Hârika, yalnız ölüleri diriltmek, istediğini öldürmek demek değildir. İl­hâm yolu ile gelen bilgiler, kerâmetlerin en büyüğüdür. Nitekim, mu’cize­lerin en kuvvetlisi ve kıyâmete kadar kalanı Kur’ân-ı kerîm mu’cizesidir.

Gözü açmalı, iyi görmeli ki, Ehl-i sünnet âlimlerinin bildirdikleri ilmler, ma’rifetler, nisan yağmuru gibi yağmakdadır. O kadar çok oldukları hâlde, hepsi islâmiyyete uygundur. İslâmiyyetden kıl kadar ayrılanı yokdur. Bu da, hepsinin doğru olduğuna açık bir alâmetdir. Zâten, yüksek hocam Muham­med Bâkî-billah “kuddise sirruh”, (Size ilhâm olunan ilmlerin hepsi doğ­rudur) buyurmuşdur. Fekat ne fâide ki, hocam hazretlerinin sözü, sizin için güvenilecek sened değildir. Kendinize, bir de pîrini çok seven diyorsunuz. Mektûbunuzda, inâd ve i’tirâz kokusu vardı. Fekat, kıymetli bilgilerin ya­zılmasına sebeb olduğundan, iyi oldu.

Fârisî beyt tercemesi:

Elbet bulunur, bir güzellik çirkinde;

İnci gibi görünür dişler, zencîde.

Şaşılacak şeydir ki, bundan önceki mektûbunuzda çok sevgi ve saygı gös­termişdiniz. Arka arkaya gördüğünüz iki rü’yâdan dolayı eski hâllerinizden tevbe etdiğinizi ve bu yola sıkı bağlandığınızı ve tecdîd-i îmân etdiğinizi de yazmışdınız.

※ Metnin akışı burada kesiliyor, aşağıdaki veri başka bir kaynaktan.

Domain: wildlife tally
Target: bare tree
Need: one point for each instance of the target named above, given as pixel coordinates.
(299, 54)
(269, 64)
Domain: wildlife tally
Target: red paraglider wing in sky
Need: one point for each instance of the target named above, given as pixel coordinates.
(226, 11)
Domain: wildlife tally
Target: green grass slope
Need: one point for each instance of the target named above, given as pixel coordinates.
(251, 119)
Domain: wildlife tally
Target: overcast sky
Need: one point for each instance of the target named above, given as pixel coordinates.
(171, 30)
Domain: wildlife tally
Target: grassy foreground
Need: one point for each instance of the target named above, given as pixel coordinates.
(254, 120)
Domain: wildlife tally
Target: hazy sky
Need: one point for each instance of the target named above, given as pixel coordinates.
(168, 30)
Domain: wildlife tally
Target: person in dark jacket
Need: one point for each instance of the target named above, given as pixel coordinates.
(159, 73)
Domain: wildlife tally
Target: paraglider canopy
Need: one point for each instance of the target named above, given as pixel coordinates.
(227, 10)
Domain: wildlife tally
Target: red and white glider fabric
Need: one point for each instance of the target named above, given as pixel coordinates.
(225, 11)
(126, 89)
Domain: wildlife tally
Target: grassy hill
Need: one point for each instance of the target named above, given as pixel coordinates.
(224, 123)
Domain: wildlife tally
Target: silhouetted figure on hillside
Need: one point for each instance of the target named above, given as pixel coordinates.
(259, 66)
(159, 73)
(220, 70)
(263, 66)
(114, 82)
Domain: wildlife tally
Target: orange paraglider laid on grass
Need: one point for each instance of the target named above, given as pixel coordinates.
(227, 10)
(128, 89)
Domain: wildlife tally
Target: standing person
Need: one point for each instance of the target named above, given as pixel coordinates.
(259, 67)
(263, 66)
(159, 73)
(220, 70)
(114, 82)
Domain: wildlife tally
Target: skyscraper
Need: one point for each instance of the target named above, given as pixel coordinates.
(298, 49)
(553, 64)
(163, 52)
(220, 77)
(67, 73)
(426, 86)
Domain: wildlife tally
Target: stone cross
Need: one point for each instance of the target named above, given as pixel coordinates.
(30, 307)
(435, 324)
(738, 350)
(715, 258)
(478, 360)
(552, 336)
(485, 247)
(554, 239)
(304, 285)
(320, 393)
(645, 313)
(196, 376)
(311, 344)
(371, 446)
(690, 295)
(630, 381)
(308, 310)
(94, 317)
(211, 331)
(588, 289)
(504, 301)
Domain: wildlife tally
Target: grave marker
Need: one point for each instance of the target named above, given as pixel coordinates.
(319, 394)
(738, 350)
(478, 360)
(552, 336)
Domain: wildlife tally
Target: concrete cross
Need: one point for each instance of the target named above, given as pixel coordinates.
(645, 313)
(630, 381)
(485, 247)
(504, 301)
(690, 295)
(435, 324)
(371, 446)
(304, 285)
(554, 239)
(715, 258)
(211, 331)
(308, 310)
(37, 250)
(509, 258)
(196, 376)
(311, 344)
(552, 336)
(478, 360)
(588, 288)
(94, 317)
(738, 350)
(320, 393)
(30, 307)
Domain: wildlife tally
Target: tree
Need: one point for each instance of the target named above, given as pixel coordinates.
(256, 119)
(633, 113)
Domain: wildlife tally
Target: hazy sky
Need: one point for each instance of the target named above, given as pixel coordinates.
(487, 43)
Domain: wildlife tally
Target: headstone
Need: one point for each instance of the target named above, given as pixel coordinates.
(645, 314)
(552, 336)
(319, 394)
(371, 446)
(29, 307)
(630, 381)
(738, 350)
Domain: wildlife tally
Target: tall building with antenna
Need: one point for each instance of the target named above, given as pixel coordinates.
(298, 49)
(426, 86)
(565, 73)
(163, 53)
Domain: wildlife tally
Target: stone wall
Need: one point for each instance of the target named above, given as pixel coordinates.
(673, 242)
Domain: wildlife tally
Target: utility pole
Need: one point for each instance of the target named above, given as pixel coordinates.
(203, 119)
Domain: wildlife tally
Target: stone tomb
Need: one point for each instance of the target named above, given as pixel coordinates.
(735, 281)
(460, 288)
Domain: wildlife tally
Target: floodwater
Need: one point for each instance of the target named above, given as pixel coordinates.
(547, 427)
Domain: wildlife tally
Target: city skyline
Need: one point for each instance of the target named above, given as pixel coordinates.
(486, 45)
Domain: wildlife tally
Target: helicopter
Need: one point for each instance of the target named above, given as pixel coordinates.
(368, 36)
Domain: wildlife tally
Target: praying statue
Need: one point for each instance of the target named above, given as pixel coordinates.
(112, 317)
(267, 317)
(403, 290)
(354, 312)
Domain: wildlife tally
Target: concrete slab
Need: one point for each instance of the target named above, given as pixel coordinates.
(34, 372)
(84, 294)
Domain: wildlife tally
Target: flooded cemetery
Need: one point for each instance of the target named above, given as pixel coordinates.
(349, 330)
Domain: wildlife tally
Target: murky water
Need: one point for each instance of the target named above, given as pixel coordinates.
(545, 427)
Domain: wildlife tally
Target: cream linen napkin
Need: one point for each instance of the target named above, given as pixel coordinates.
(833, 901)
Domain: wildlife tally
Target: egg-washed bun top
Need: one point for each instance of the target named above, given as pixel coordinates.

Bir ay geçmeden bu hâlinizin değişdiği anlaşılıyor ve pek ça­buk eski hâlinize döndüğünüz görülüyor. Bu gerilemeniz, o iki rü’yânın şey­tânî olduğu veyâ yanlış bir keşf olduğu düşüncesini hâsıl etmekdedir. O mek­tûbunuz nasıldı, bu mektûbunuz nasıldır? Fârisî beyt tercemesi:

Söyle ona, neden kötülük yapıyor?

Bana değil, kendi kendine ediyor.

Doğru yolda olanlara ve Muhammed Mustafânın “aleyhi ve alâ âlihis­salevâtü vetteslîmât” izinde gidenlere Allahü teâlâ selâmet versin!